Abstract

In regions highly exposed to climatic variability and longer-term climate change, vulnerable communities undertake a number of measures to manage the effects of extreme weather events. Results from a survey of 1059 low income persons in agriculture and tourism in Belize, Grenada, Jamaica and St. Lucia point to a need for a new balance to reduce risk, transfer risk, and effectively prepare for climatic stressors. This corroborates the findings from the IPCC Special Report on Managing the Risks of Extreme Events and Disasters to Advance Climate Change Adaption (SREX). This article seeks to bolster limited evidence to understand the consequences of these measures, and assess whether financial risk management tools could complement current asset-depleting approaches: The results reveal that the dominant responses to managing extreme weather events included: using savings (36 %), borrowing (12 %) and government assistance (9 %).

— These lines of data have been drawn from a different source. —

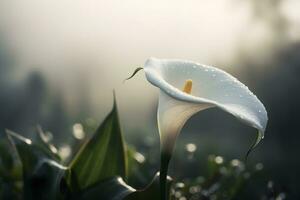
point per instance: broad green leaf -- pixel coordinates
(41, 175)
(152, 191)
(101, 157)
(116, 189)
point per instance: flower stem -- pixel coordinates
(164, 164)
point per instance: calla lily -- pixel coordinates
(187, 87)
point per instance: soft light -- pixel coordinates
(210, 87)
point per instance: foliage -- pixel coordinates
(103, 168)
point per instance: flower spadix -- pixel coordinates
(187, 87)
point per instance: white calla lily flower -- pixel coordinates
(187, 87)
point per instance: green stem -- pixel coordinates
(164, 164)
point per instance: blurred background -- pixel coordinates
(61, 60)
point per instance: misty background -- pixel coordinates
(61, 60)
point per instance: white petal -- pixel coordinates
(211, 87)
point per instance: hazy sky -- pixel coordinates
(93, 45)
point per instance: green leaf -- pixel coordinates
(152, 191)
(101, 157)
(110, 189)
(41, 175)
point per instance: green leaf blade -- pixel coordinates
(103, 156)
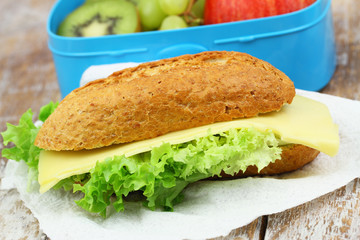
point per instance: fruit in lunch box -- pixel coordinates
(151, 15)
(98, 18)
(220, 11)
(173, 7)
(198, 8)
(173, 22)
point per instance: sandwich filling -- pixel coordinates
(162, 167)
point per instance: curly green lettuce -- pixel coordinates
(160, 175)
(23, 136)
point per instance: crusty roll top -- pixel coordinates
(165, 96)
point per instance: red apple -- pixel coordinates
(220, 11)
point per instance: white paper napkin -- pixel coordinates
(210, 208)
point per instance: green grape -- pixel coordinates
(151, 15)
(173, 7)
(198, 8)
(173, 22)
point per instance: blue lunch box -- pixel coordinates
(301, 44)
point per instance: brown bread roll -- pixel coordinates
(159, 97)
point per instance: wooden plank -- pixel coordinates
(335, 215)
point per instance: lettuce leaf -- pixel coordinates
(23, 137)
(165, 171)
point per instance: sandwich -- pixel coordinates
(153, 129)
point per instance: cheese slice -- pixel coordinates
(305, 122)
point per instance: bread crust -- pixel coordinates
(293, 157)
(155, 98)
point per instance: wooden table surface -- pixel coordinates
(28, 80)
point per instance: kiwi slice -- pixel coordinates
(99, 18)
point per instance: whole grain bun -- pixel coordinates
(164, 96)
(293, 157)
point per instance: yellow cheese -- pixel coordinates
(305, 122)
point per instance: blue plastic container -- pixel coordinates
(300, 43)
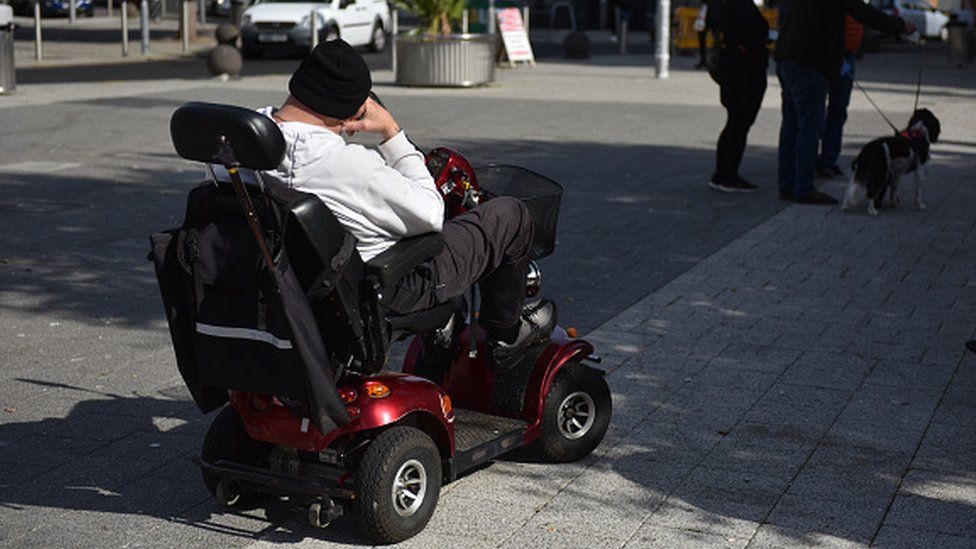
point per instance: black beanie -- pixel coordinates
(333, 81)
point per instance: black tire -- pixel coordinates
(250, 53)
(377, 38)
(331, 33)
(226, 439)
(577, 389)
(395, 452)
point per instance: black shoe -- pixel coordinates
(537, 322)
(830, 171)
(815, 197)
(737, 185)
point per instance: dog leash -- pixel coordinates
(918, 91)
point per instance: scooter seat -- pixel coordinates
(426, 320)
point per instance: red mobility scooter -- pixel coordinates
(271, 310)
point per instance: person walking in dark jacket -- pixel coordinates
(743, 32)
(809, 54)
(838, 98)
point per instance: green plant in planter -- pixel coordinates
(437, 17)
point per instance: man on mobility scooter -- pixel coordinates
(282, 305)
(383, 199)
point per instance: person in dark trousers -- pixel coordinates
(743, 32)
(385, 195)
(838, 98)
(704, 24)
(809, 54)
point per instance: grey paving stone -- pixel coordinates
(905, 373)
(856, 523)
(936, 502)
(776, 537)
(947, 447)
(761, 449)
(799, 407)
(712, 517)
(932, 514)
(893, 537)
(664, 537)
(828, 369)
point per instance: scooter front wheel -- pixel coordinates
(576, 414)
(398, 484)
(227, 440)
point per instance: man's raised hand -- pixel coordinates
(372, 118)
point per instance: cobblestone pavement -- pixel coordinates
(782, 376)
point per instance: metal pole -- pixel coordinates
(185, 24)
(663, 55)
(395, 24)
(38, 47)
(315, 29)
(491, 16)
(144, 25)
(623, 36)
(125, 28)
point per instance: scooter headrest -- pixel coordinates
(198, 128)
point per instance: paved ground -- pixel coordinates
(781, 375)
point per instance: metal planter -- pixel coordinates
(458, 60)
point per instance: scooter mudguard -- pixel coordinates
(472, 385)
(372, 402)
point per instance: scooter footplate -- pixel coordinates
(472, 429)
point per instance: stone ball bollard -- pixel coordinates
(225, 60)
(226, 33)
(577, 45)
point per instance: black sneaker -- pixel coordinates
(738, 185)
(537, 322)
(830, 172)
(816, 197)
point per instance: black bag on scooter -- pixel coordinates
(237, 325)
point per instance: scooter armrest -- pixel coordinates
(393, 264)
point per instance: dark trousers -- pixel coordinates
(490, 245)
(804, 95)
(741, 93)
(838, 97)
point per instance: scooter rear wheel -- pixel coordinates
(576, 414)
(398, 484)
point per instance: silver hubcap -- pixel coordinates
(576, 415)
(409, 488)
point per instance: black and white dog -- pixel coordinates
(882, 162)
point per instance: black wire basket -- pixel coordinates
(538, 192)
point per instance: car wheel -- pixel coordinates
(398, 483)
(331, 33)
(227, 440)
(250, 53)
(378, 38)
(576, 414)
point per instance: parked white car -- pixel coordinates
(931, 22)
(283, 24)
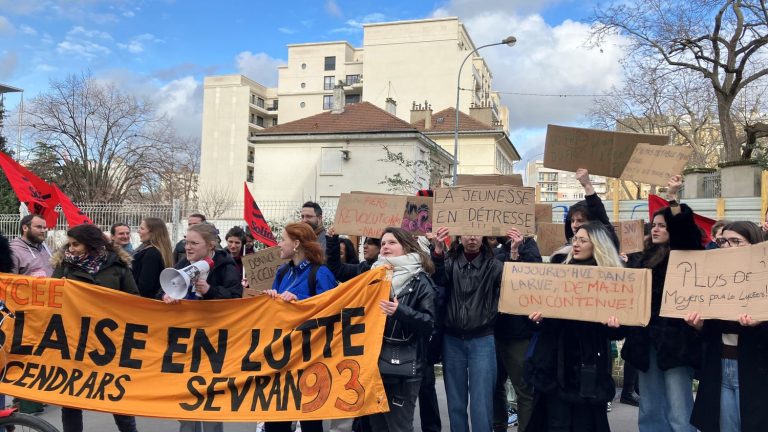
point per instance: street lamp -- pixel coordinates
(508, 41)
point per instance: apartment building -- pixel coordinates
(405, 62)
(556, 185)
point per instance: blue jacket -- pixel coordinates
(295, 279)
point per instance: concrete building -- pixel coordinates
(322, 156)
(556, 185)
(403, 61)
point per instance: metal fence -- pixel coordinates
(277, 214)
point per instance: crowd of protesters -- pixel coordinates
(443, 308)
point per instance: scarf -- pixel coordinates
(405, 268)
(91, 262)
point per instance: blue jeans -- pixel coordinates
(730, 416)
(666, 398)
(469, 369)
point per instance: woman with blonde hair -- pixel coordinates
(154, 255)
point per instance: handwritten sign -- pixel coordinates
(418, 215)
(485, 210)
(498, 180)
(656, 164)
(602, 152)
(583, 293)
(631, 235)
(260, 269)
(717, 283)
(368, 214)
(550, 237)
(543, 213)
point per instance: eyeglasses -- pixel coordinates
(580, 240)
(732, 242)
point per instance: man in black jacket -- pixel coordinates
(472, 279)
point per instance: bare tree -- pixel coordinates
(106, 141)
(213, 201)
(722, 42)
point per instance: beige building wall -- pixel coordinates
(233, 107)
(315, 168)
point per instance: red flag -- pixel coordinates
(256, 222)
(30, 189)
(74, 215)
(655, 203)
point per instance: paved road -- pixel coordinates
(623, 418)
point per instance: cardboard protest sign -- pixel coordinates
(550, 237)
(718, 283)
(260, 270)
(631, 235)
(583, 293)
(499, 180)
(656, 164)
(418, 215)
(485, 210)
(368, 214)
(543, 213)
(601, 152)
(247, 360)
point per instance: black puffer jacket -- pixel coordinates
(342, 271)
(676, 343)
(515, 327)
(223, 279)
(472, 293)
(413, 320)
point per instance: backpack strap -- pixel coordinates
(312, 281)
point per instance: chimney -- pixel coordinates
(391, 106)
(422, 112)
(482, 113)
(337, 105)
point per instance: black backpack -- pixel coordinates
(311, 282)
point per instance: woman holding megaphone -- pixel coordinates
(222, 282)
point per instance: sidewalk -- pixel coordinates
(623, 418)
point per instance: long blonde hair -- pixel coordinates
(159, 239)
(603, 249)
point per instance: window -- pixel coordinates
(352, 79)
(330, 160)
(330, 63)
(328, 83)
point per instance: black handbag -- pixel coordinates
(398, 357)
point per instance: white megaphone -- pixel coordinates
(175, 282)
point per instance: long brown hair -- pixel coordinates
(410, 245)
(305, 235)
(159, 239)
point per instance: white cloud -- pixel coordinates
(6, 27)
(27, 30)
(8, 62)
(333, 8)
(136, 45)
(355, 25)
(547, 59)
(82, 42)
(259, 67)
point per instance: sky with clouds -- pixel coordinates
(164, 48)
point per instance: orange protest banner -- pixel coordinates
(83, 346)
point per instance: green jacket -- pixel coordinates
(115, 273)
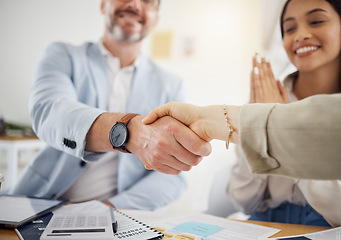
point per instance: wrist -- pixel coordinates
(135, 129)
(120, 133)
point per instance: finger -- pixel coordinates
(283, 92)
(157, 113)
(167, 162)
(271, 76)
(258, 91)
(258, 60)
(265, 77)
(191, 142)
(252, 90)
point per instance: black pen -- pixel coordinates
(114, 222)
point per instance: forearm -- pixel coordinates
(291, 139)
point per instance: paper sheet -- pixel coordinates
(207, 227)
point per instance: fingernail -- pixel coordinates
(258, 58)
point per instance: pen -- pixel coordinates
(114, 222)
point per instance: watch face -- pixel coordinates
(118, 135)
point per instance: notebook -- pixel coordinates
(16, 211)
(132, 229)
(128, 228)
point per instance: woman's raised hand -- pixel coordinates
(264, 87)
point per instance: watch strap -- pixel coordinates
(125, 119)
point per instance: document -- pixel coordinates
(206, 227)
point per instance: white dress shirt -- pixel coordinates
(99, 180)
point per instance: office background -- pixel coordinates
(208, 42)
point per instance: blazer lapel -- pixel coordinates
(99, 75)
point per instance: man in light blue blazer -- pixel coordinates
(80, 96)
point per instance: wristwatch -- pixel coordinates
(119, 134)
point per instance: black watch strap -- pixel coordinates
(125, 120)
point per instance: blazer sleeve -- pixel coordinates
(59, 116)
(300, 139)
(246, 189)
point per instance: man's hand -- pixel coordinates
(166, 145)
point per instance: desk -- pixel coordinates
(13, 145)
(287, 230)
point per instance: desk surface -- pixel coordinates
(287, 230)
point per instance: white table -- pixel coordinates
(12, 145)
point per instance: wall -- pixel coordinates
(223, 35)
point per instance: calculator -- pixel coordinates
(79, 227)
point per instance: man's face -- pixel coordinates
(129, 20)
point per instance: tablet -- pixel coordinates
(18, 210)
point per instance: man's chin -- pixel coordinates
(130, 37)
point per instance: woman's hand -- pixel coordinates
(190, 115)
(207, 122)
(264, 87)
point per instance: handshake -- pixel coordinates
(189, 129)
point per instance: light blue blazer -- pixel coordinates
(70, 91)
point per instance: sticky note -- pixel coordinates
(197, 228)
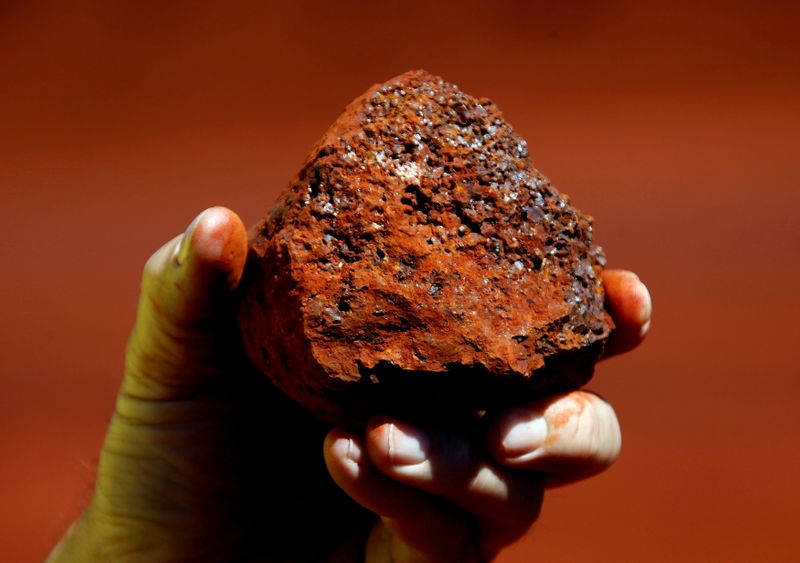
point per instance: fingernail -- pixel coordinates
(407, 445)
(182, 250)
(525, 436)
(647, 304)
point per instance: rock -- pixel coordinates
(418, 265)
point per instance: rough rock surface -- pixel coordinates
(419, 265)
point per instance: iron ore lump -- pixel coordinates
(419, 265)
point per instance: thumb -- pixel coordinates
(184, 334)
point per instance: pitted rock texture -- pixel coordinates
(419, 265)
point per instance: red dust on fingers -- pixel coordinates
(628, 301)
(218, 239)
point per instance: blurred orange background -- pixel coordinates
(677, 125)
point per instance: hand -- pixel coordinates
(205, 460)
(446, 496)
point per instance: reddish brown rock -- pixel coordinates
(419, 264)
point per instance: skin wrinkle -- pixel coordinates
(154, 440)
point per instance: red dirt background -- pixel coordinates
(677, 125)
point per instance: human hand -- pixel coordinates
(205, 460)
(443, 495)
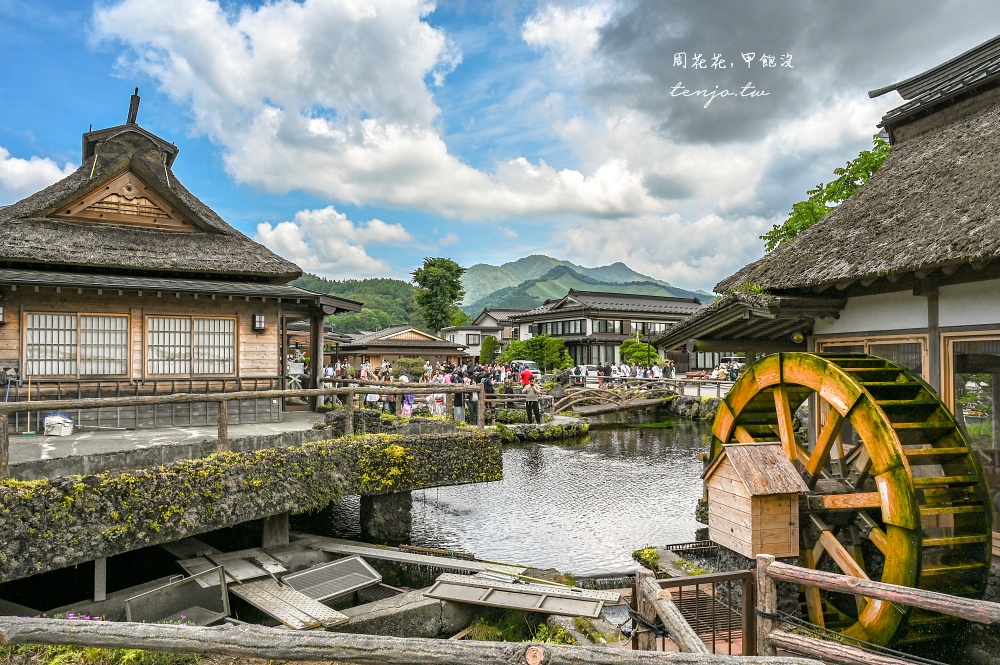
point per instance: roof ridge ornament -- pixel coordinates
(133, 108)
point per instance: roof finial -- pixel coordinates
(133, 107)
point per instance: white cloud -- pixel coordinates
(21, 177)
(331, 97)
(327, 243)
(568, 34)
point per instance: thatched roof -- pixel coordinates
(30, 235)
(934, 203)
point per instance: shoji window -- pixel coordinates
(169, 345)
(180, 345)
(103, 344)
(51, 345)
(214, 346)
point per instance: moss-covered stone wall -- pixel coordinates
(53, 523)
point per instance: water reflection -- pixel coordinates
(581, 508)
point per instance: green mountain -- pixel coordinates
(559, 280)
(387, 302)
(482, 280)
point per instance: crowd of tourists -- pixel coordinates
(496, 378)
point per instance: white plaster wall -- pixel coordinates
(886, 311)
(972, 304)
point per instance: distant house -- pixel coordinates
(398, 342)
(594, 324)
(117, 280)
(491, 322)
(908, 268)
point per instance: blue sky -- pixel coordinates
(356, 137)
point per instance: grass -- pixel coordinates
(32, 654)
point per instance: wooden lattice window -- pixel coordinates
(51, 345)
(184, 345)
(76, 344)
(214, 346)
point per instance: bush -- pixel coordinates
(413, 368)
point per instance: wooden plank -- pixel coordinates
(278, 644)
(852, 501)
(334, 547)
(680, 631)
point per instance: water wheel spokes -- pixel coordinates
(896, 493)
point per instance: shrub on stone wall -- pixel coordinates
(47, 524)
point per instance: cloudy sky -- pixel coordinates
(356, 137)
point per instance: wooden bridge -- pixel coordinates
(623, 394)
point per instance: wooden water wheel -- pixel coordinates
(897, 494)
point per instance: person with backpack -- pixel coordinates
(531, 393)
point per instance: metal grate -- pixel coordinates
(185, 601)
(337, 578)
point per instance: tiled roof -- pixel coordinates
(976, 68)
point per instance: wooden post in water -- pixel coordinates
(647, 610)
(481, 411)
(223, 420)
(767, 607)
(349, 414)
(4, 445)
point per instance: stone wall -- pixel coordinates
(53, 523)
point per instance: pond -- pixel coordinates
(582, 507)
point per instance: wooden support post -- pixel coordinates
(316, 357)
(100, 579)
(252, 641)
(4, 445)
(223, 419)
(767, 606)
(275, 528)
(647, 610)
(680, 631)
(481, 411)
(349, 414)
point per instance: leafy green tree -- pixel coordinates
(548, 352)
(824, 198)
(488, 350)
(439, 289)
(639, 353)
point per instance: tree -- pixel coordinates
(825, 198)
(547, 352)
(439, 289)
(488, 351)
(639, 353)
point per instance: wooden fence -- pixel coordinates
(348, 393)
(275, 644)
(771, 637)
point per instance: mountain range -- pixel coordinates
(522, 284)
(528, 282)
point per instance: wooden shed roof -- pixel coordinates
(763, 468)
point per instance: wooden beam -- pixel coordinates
(757, 346)
(317, 645)
(852, 501)
(980, 611)
(830, 651)
(680, 630)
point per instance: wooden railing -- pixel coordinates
(771, 637)
(701, 613)
(318, 645)
(347, 393)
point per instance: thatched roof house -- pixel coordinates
(117, 275)
(906, 261)
(124, 211)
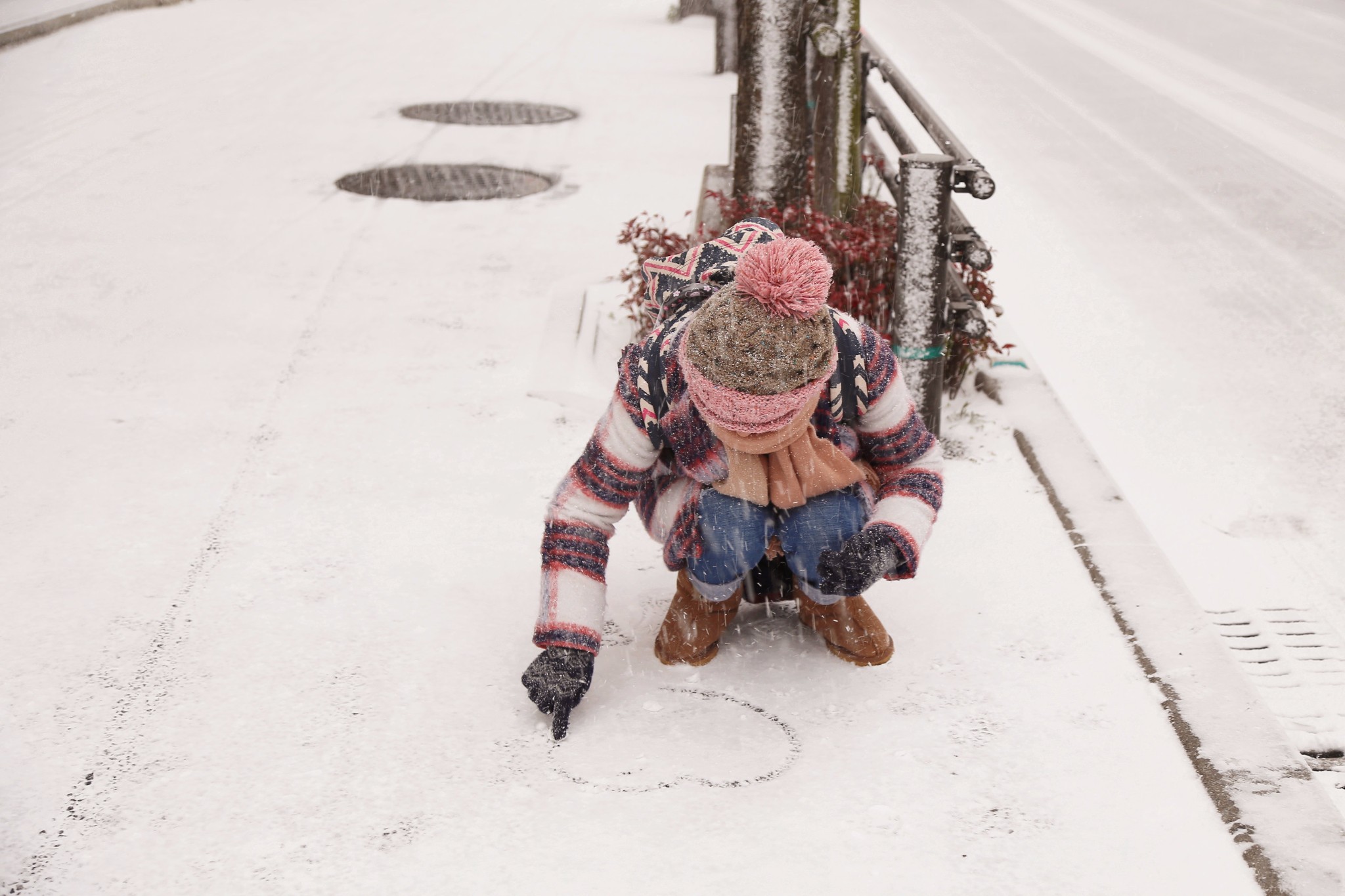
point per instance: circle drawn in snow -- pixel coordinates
(485, 112)
(695, 736)
(445, 183)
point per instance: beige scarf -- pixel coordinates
(787, 467)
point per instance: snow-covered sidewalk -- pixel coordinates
(283, 456)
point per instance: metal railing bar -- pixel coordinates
(970, 175)
(966, 244)
(879, 110)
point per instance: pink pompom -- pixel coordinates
(790, 276)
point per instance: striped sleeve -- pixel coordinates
(903, 453)
(590, 501)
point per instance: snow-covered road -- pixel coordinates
(1170, 234)
(277, 458)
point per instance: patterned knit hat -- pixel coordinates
(758, 351)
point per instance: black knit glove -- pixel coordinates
(556, 681)
(865, 558)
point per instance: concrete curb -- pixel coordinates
(34, 30)
(1287, 830)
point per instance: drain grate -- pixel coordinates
(445, 183)
(479, 112)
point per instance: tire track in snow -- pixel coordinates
(1256, 129)
(121, 756)
(1292, 267)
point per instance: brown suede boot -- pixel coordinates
(849, 626)
(690, 631)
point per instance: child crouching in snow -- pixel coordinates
(757, 421)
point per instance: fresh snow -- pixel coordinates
(1168, 238)
(278, 458)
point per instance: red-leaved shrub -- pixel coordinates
(861, 250)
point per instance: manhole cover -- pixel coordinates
(445, 183)
(472, 112)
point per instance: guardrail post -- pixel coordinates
(919, 335)
(771, 121)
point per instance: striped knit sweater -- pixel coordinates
(621, 465)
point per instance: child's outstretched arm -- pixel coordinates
(592, 498)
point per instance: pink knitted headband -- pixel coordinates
(743, 412)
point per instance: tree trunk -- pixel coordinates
(770, 155)
(838, 117)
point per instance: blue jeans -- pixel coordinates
(735, 536)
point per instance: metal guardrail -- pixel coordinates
(931, 300)
(969, 175)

However, one-tenth of the sample is at risk from ‘doing nothing’, which can contribute to loss of productive capacity and income sources, loss of access to finance, depletion of assets, health problems and social isolation. Study respondents indicated a need for alternative financial risk management approaches. The results also indicate a moderate explicit demand for weather-related microinsurance. Overall the results reveal that where vulnerability and exposure to extreme weather events are high, and capacity is low, a rethinking of risk management measures is needed to reduce loss and damage for low-income people.